Brand Names and Other Names of Diethylstilbestrol This drug is registered for use in humans only. Human formulations: None Veterinary formulations: None Diethylstilbestrol is no longer commercially available in some countries and is no longer a marketed drug in the United States; however, some veterinarians still have supplies of this drug and the drug can be obtained from compounding pharmacies.

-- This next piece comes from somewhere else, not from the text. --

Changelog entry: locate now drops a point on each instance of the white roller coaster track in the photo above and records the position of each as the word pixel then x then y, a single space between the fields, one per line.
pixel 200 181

Uses of Diethylstilbestrol for Dogs Diethylstilbestrol (DES) is prescribed for the treatment of hormonal responsive urinary incontinence in the spayed female dog. There are other drugs that also can be used in place of DES. However, DES may be the better choice in those pets that cannot tolerate phenylpropanolamine or ephedrine. DES also has been used to prevent conception (pregnancy) after mismating (unplanned breeding) in dogs and cats. However, the drug is potentially dangerous for this use. DES has been used to treat estrogen responsive tumors, hyperplasia of the prostate gland and in perianal gland adenomas. However, neutering (castration) is the initial treatment of choice.

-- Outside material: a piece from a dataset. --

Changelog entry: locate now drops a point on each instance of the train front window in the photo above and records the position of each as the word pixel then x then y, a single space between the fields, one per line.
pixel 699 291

Precautions and Side Effects While generally safe and effective when prescribed by a veterinarian, diethylstilbestrol can cause side effects in some animals. Diethlystilbestrol should not be used in animals with known hypersensitivity or allergy to the drug. Diethlystilbestrol may interact with other medications. Consult with your veterinarian to determine if other drugs your pet is receiving could interact with DES. Diethylstilbestrol should never be used in pregnant animals. Estrogens at excessive doses, or in very susceptible animals, can depress the bone marrow, reducing the number of blood cells. This leads to decreased formation of platelets (needed for clotting), depressed white blood cell count (needed to fight infection), and reduced red blood cells (anemia). These effects can be prolonged or irreversible and fatal. Symptoms of an adverse effect include lethargy, depression, pale mucous membranes, abnormal vaginal discharge, loss of appetite and bleeding from the gastrointestinal and urinary tract. Diethylstilbestrol can also increase the risk of uterine infections (pyometra) when given to intact (unspayed) female dogs. Animals receiving therapy with DES should be monitored monthly by a veterinarian. Diethylstilbestrol has been involved in cases of immune mediated thrombocytopenia in dogs.

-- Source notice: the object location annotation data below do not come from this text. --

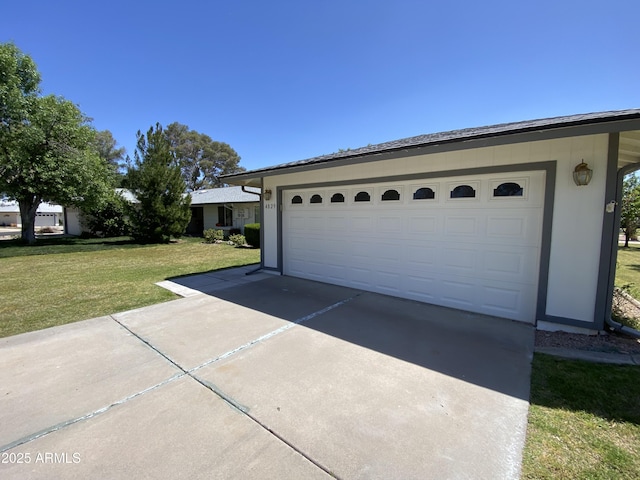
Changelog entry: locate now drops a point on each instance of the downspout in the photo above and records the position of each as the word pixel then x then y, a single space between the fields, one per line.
pixel 259 194
pixel 616 326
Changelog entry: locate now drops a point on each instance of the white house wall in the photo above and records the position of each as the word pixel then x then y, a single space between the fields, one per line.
pixel 210 212
pixel 577 213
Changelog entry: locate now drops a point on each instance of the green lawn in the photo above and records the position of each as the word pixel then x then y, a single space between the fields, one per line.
pixel 628 278
pixel 59 281
pixel 584 421
pixel 628 269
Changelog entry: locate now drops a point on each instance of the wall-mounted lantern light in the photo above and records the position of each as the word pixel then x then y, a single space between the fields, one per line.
pixel 582 174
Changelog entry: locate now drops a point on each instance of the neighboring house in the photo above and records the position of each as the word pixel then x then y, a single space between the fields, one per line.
pixel 73 223
pixel 47 215
pixel 229 208
pixel 486 219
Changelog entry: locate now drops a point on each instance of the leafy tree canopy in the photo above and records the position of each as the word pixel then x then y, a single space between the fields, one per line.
pixel 155 179
pixel 106 146
pixel 46 144
pixel 202 160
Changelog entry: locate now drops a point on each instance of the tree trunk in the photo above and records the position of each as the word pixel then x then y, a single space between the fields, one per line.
pixel 28 208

How Diethylstilbestrol Is Supplied Diethylstilbestrol may be available through compounding pharmacies by prescription from your veterinarian.
Dosing Information of Diethylstilbestrol for Dogs Medication should never be administered without first consulting your veterinarian. Dosing for prevention of conception after mismating: 0.1 to 1 mg per dog, orally for five days after mating. Some specialists argue that this drug should never be used for this purpose. Dosing in dogs for hormone responsive incontinence is typically 0.1 to 1 mg orally once a day for three to five days, then the dosage is reduced to 1 mg orally once a week. Periodic complete blood counts and platelet counts should be obtained in dogs receiving DES on a chronic basis.DES is not used in cats. The duration of administration depends on the condition being treated, response to the medication and the development of any adverse effects. Be certain to complete the prescription unless specifically directed by your veterinarian. Even if your pet feels better, the entire treatment plan should be completed to prevent relapse or prevent the development of resistance.